Çok merhametli, çok şefkatli olan Allah'ın adıyla.
Şüphesiz, biz Kur›an›ı Kadir gecesinde indirdik. Kadir gecesinin ne olduğunu sen nereden bileceksin! Kadir gecesi bin aydan daha hayırlıdır. Melekler ve Ruh (Cebrail) o gecede, Rablerinin izniyle her türlü iş için (yeryüzüne) iner de iner. O gece, tan yerinin ağarmasına kadar bir esenliktir.”
Kadir geceniz mübarek olsun aziz okuyucularım; Yüce Rabbimizden bu kutsal gecenin hepimiz için iyiliklere, hayır ve bereketlere vesile olmasını diliyorum. Yüce Kitabımızın böylesine değerli gördüğü bir geceye kavuşmak, işin farkında olan ve bütün ruhuyla o geceyi anlayıp yaşamaya, bereketinden istifade etmeye yönelen müminler için büyük bir nasiptir.
Kadr kelimesi sözlüklerde “güç, hüküm, değer, şeref” gibi anlamlarla açıklanır. Belli ki, Kur’an’ın bu gecede indirilmesinin geceyi şereflendirdiğini ve kadrini yücelttiğini ifade etmek üzere sûreye bu isim verilmiştir. Tabii ki Câhiliye döneminde bu ismi taşıyan bir gece yoktu; İslâmî dönemde de bu sûrenin inmesinden önce böyle bir kutsal gecenin varlığı bilinmiyordu.
Malum; Kur’an sûreleri tarih sırasına göre yerleştirilmemiştir. Bu sebeple sûrelerle ilgili iki türlü sıralama vardır: İlki indikleri tarihe göre yaklaşık doğru sayılan sıralama, ikincisi de her bir sûrenin Kur’an’daki yerine göre sıralama. Kadir sûresi Mushaftaki sıralamada doksan yedinci sûredir. Sûre Peygamber efendimizin Medine’ye hicretinden önce Mekke’de inmiştir. Bir önceki sûrenin ilk beş ayeti Kur’an’ın ilk gelen ayetleridir. Kadir sûresinde Kur’an’ın indirildiği zamandan bahsedildiğine göre bunun da ilk gelen sûrelerden olduğu düşünülebilir.
BİN AYDAN HAYIRLI
Sûrenin ifadelerine bakarsak anlarız ki Kadir gecesi, Peygamber’in bile bilemeyeceği kadar değeri ve şerefli yüksek bir gecedir; bu da Kur’an’ın o gecede inmeye başlamasından ileri gelmektedir.
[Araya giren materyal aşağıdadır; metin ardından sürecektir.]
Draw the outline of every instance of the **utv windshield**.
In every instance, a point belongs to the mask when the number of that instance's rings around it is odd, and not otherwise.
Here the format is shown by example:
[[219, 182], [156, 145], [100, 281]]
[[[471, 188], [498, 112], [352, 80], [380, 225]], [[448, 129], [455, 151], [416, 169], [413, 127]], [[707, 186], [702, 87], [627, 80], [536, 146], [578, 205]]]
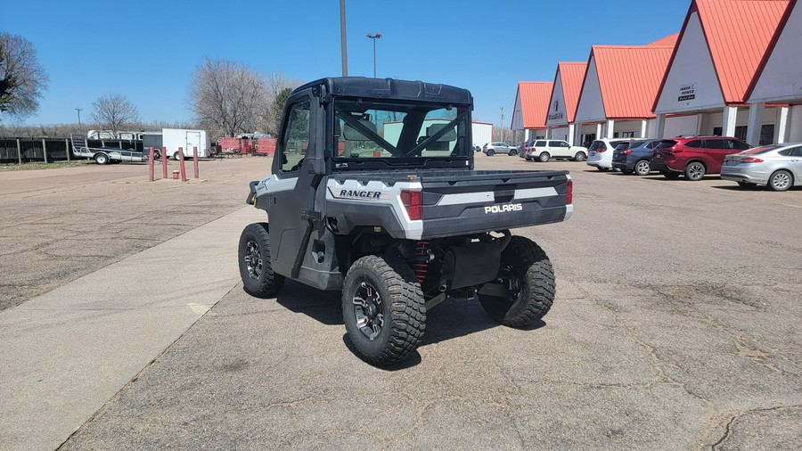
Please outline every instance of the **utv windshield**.
[[469, 138], [467, 105], [364, 99], [334, 102], [337, 168], [373, 167], [364, 164], [371, 161], [379, 163], [378, 167], [450, 166], [454, 162], [465, 166]]

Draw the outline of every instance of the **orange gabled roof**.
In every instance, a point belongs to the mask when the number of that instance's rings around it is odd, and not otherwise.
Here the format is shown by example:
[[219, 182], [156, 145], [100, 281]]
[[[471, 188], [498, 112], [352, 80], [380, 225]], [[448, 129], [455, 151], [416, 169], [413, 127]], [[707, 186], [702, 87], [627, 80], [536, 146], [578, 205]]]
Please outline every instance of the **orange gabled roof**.
[[[560, 82], [562, 85], [562, 101], [565, 102], [565, 112], [568, 116], [566, 119], [569, 124], [573, 123], [577, 117], [577, 104], [579, 103], [579, 94], [582, 94], [582, 80], [585, 79], [585, 70], [587, 70], [586, 62], [557, 63], [557, 72], [560, 73]], [[546, 103], [546, 110], [548, 105]]]
[[788, 7], [785, 8], [785, 12], [780, 19], [780, 23], [777, 24], [777, 29], [774, 30], [774, 36], [773, 36], [772, 40], [769, 41], [769, 45], [765, 48], [765, 52], [764, 52], [763, 59], [760, 60], [760, 63], [757, 64], [757, 69], [755, 70], [755, 75], [752, 77], [752, 80], [749, 82], [749, 86], [747, 87], [747, 91], [743, 94], [744, 102], [749, 102], [749, 97], [752, 96], [752, 91], [755, 90], [755, 86], [757, 86], [757, 82], [760, 81], [760, 76], [763, 75], [763, 70], [765, 69], [765, 65], [768, 64], [769, 58], [772, 57], [772, 53], [774, 52], [774, 47], [777, 46], [777, 42], [780, 41], [780, 37], [782, 36], [782, 31], [785, 29], [785, 24], [788, 23], [788, 19], [790, 17], [791, 12], [793, 12], [796, 6], [797, 0], [790, 0], [790, 2], [788, 4]]
[[646, 45], [647, 47], [673, 47], [676, 45], [676, 40], [679, 38], [679, 31], [673, 35], [668, 35], [666, 37], [658, 39], [656, 41], [650, 42]]
[[673, 47], [593, 45], [608, 119], [653, 118], [652, 103]]
[[549, 98], [552, 96], [551, 81], [520, 81], [518, 94], [520, 97], [520, 113], [524, 128], [545, 128]]
[[[747, 88], [757, 65], [765, 54], [789, 0], [692, 0], [679, 41], [693, 12], [699, 13], [702, 32], [713, 60], [725, 104], [743, 103]], [[675, 46], [669, 67], [674, 64], [679, 45]], [[668, 70], [660, 83], [665, 87]], [[657, 108], [659, 95], [652, 109]]]

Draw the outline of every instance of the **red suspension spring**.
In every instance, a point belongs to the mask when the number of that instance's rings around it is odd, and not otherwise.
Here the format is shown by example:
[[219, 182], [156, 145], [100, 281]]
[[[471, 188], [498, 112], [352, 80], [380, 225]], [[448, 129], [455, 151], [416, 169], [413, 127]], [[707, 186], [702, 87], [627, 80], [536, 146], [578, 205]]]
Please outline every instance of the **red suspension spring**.
[[413, 269], [415, 272], [415, 277], [418, 278], [418, 283], [423, 284], [426, 280], [426, 275], [429, 274], [429, 240], [418, 242], [415, 247], [415, 263], [413, 264]]

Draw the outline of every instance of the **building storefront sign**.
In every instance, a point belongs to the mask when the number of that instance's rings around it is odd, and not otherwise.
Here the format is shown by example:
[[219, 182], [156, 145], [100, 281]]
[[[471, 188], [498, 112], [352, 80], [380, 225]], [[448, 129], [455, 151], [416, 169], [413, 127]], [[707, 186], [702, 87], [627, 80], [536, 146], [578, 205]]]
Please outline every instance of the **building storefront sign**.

Sûrede, gecenin “bin aydan daha hayırlı” olduğu ifade edilerek fazileti konusunda, içerdiği hayır ve bereket hakkında zihnimizde bir kanaat oluşturmamız murat edilmiştir. “Bin ay” 83 sene 4 ay demektir ki bu da geceyi hakkıyla ihya edenler için bir Kadir gecesinin uzunca bir ömür kadar değerli olduğu anlamına gelir.
Elbette Yüce Rabbimizin amacı, “Yeter ki bir Kadir gecesinde ibadet edin; ömrünüzün geri kalanında ne yaparsanız yapın, önemli değil; kurtuldunuz gittiniz” demek değildir. İki sebepten dolayı:
1. Muhtelif ayet ve hadislerde belirtildiği gibi dindarlığın ve ibadetlerin değeri, öncelikle bunların arkasındaki samimi kulluğa, gönül temizliğine, takva ve huşû gibi kavramlarla ifade edilen yüksek dinî bilinç ve bağlılığa göredir. Bunun Kadir gecesi için de geçerli olduğu unutulmamalıdır.
2. “Bin ay” ifadesi eskilerin tabiriyle kesretten kinâyedir. Herkesin amelinin değeri niyet ve ihlâsına bağlı olduğuna göre, “bin aydan daha hayırlı” ifadesini lafzî değil mecazi olarak anlamak gerekir.
Elbette Kur’an’ın indiği zaman diliminin çok yüksek bir değeri, şerefi, fazileti vardır ve bir mümin için böyle bir zaman diliminde ibadet etmenin anlamı da çok büyük olacaktır. Keza böyle bir zamanda en derin içtenlikle açılan eller, yapılan tövbeler, edilen dualar çok çok kıymetlidir ve belki de bu gecede pişmanlık duygularıyla dökülen birkaç damla göz yaşı, bir ömür işlenmiş günahların bağışlanmasına yetecektir. Bize düşen, kalbimizi temiz, hayatımızı düzgün, umudumuzu diri tutmaktır; verip vermemek O’nun hakkıdır ve zaten O, böylesine içtenlikle açılan elleri boş çevirmeyeceğini vaad etmiştir.